CHARLES WRIGHT, JR., APPELLANT, v. STATE OF FLORIDA, APPELLEE.

No. 95-0003.District Court of Appeal of Florida, Fifth District.
February 24, 1995.

Appeal from the Circuit Court, Lake County, G. Richard Singeltary, J.

Page 703

Charles Lee Wright, Jr., pro se.

No Appearance for appellee.

W. SHARP, Judge.

Wright appeals from a summary denial of his motion filed pursuant to Florida Rule of Criminal Procedure 3.850. He argues that he was subjected to an unlawful search and seizure, and that defense counsel failed to file a motion to suppress the allegedly tainted evidence. We affirm.

Taking judicial notice of our records in Wright’s prior direct appeal,[1] we note that defense trial counsel did, in fact, file a motion to suppress, arguing the police did not have a reasonable suspicion to stop Wright. The ineffective assistance claim is refuted by our own records.

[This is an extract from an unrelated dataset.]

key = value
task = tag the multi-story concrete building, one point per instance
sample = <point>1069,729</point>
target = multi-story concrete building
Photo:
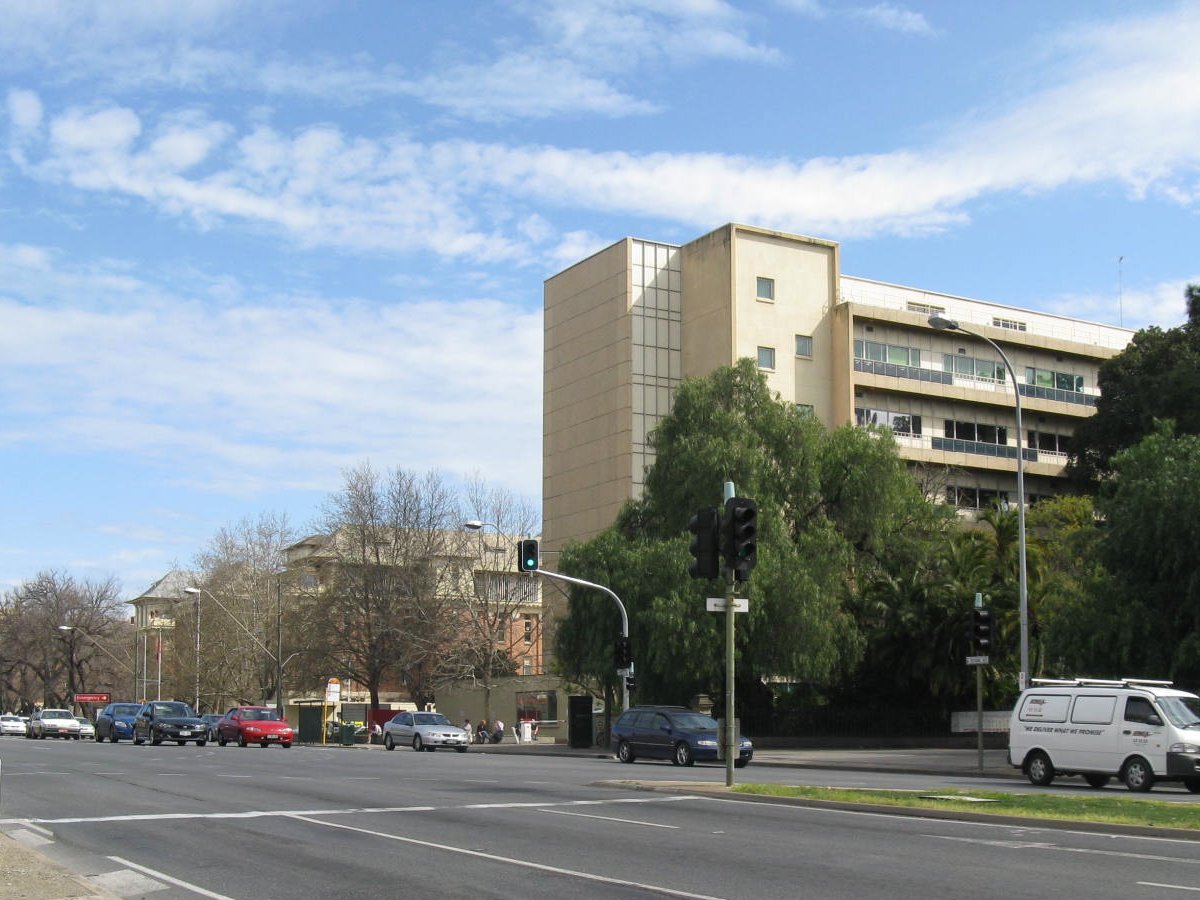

We also note Wright took a direct appeal after he pled guilty, reserving his right to appeal the trial court’s denial of his motion to suppress. Since the suppression issue was raised and decided on direct appeal, clearly it cannot be rehashed in the context of a rule 3.850 motion. See Remeta v. Dugger, 622 So.2d 452, 454 (Fla. 1993) (grounds which were or should have been raised on appeal may not be raised in a collateral proceeding).

AFFIRMED.

HARRIS, CJ., and DIAMANTIS, J., concur.

[1] Wright v. State, 642 So.2d 1380 (Fla. 5th DCA 1994).